Newly developed containment devices (CSTDs) are designed to prevent over-pressurization of the vials and to reduce leaks and spills. CSTDs should be used to minimize HD leakage when transferring liquid HDs. Other alternatives include filtered venting needles and preloaded syringes. 
Skin contact is an important route of exposure to HDs. Proper use of PPE, adherence to safe work practices, and prudent personal hygiene are extremely important. The use of PPE should not be restricted to compounding and administering HDs in the pharmacy and patient treatment areas, respectively. Other places where PPE may be required include the loading dock where HDs are received, inside vehicles that transport drugs to and from the pharmacy, storage areas, oncology patient rooms, laundry services, and waste disposal areas.

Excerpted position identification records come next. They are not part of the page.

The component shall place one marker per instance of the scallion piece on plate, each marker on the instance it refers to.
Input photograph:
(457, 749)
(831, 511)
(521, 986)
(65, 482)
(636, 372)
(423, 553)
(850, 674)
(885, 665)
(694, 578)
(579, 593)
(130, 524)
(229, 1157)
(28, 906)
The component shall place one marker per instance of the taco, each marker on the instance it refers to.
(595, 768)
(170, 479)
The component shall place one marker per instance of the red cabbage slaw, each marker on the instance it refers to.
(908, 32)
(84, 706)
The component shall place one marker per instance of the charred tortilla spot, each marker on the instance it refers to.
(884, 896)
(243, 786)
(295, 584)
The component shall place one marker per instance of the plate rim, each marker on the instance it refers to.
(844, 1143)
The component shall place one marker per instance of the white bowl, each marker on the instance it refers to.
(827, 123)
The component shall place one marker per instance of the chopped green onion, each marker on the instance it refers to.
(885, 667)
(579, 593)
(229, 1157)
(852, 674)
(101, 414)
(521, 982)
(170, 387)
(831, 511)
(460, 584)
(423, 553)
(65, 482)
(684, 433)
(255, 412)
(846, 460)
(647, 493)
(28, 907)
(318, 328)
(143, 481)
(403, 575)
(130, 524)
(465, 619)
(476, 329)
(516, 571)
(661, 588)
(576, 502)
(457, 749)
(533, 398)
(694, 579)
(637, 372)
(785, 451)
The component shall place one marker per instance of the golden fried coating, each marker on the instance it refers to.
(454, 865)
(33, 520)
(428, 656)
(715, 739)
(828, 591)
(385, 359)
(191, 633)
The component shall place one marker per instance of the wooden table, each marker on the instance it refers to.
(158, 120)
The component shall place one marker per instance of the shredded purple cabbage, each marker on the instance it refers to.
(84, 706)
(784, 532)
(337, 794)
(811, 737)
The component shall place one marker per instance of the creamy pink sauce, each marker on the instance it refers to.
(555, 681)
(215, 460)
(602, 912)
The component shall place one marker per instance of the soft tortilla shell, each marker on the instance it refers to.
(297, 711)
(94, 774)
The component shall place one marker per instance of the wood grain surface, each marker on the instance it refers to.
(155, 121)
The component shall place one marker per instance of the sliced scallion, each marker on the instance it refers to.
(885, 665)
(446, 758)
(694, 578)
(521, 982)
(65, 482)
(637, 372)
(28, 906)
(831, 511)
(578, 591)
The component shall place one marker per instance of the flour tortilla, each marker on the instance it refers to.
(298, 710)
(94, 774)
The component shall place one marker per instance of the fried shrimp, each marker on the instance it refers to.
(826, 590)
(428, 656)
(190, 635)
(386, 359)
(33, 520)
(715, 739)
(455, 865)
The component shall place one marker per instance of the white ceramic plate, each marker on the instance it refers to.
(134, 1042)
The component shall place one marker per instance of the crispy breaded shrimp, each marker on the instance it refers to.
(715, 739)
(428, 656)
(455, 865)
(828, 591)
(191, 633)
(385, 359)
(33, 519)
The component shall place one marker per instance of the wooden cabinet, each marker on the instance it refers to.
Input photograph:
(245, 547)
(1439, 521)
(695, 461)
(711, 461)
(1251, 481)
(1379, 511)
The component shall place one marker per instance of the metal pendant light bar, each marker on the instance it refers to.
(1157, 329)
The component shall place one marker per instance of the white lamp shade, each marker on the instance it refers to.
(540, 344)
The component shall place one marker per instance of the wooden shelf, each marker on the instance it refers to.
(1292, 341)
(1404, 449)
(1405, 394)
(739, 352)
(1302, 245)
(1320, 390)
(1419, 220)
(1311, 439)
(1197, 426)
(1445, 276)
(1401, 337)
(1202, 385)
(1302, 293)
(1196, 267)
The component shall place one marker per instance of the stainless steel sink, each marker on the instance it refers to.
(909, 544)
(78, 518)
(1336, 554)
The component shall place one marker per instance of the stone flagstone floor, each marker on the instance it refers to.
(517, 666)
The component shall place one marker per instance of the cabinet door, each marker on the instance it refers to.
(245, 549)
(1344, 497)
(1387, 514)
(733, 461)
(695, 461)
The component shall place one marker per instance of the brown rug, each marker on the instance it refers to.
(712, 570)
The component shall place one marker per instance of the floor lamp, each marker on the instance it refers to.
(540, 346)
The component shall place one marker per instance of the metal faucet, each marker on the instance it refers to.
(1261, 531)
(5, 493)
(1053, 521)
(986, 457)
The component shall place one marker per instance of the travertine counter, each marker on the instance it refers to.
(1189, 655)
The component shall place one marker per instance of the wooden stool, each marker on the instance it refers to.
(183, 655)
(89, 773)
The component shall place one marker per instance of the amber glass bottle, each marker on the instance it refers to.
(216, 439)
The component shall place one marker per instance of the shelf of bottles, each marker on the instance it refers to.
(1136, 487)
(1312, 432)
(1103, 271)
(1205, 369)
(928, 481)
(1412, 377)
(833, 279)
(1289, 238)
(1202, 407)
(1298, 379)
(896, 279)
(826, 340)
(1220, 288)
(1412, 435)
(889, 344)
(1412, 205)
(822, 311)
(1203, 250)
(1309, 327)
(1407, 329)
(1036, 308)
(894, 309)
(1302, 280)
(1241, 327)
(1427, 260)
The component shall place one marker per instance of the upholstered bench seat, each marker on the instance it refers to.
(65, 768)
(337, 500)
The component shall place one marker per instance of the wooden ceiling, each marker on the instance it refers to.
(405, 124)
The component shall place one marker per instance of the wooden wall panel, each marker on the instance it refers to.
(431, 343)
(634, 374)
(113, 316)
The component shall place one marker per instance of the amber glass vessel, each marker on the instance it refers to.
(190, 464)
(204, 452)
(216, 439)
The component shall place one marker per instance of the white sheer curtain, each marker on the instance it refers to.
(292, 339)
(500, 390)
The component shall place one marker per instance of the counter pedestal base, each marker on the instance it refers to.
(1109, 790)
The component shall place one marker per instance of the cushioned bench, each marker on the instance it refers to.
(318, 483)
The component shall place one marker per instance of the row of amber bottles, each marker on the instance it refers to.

NIOSH, OSHA, the American Society of Health-System Pharmacists (ASHP), and USP recommend that, at a minimum, users wear double gloves tested in accordance with the American Society for Testing and Materials standard for permeability of chemotherapy drugs (ASTM D-6978). Sterile outer gloves must be worn when compounding a sterile HD. Eye protection (for example, safety goggles) and a face shield, in some circumstances, should be worn if a potential splash hazard exists. To date, no specific consensus method exists for testing the effectiveness of material used in gowns for protection against exposure to HDs, though some gown manufacturers use the same ASTM test as used for gloves. Respirator use may be required for some healthcare workers when airborne HD hazards exist. The appropriate level of respirator protection should be determined by an occupational health and safety professional. STANDARDS AND GUIDANCE Though federal OSHA has not promulgated specific regulations on the safe handling of HDs, the agency published guidance on safe handling of hazardous drugs in 1995. USP published a consensus standard in 2008 in chapter <797> that outlines safe work practices and engineering controls to reduce or eliminate HD exposures to healthcare workers involved in sterile compounding of pharmaceuticals. The recommended PPE depends on which operation is being performed. The compounding process is generally considered to have the highest risk for HD exposure, so in addition to double-gloving, USP Chapter <797> also recommends the wearing of shoe covers, head and facial hair covers, and surgical masks (for production only). Accidental HD exposure may occur with little visual evidence, so precautionary measures are important.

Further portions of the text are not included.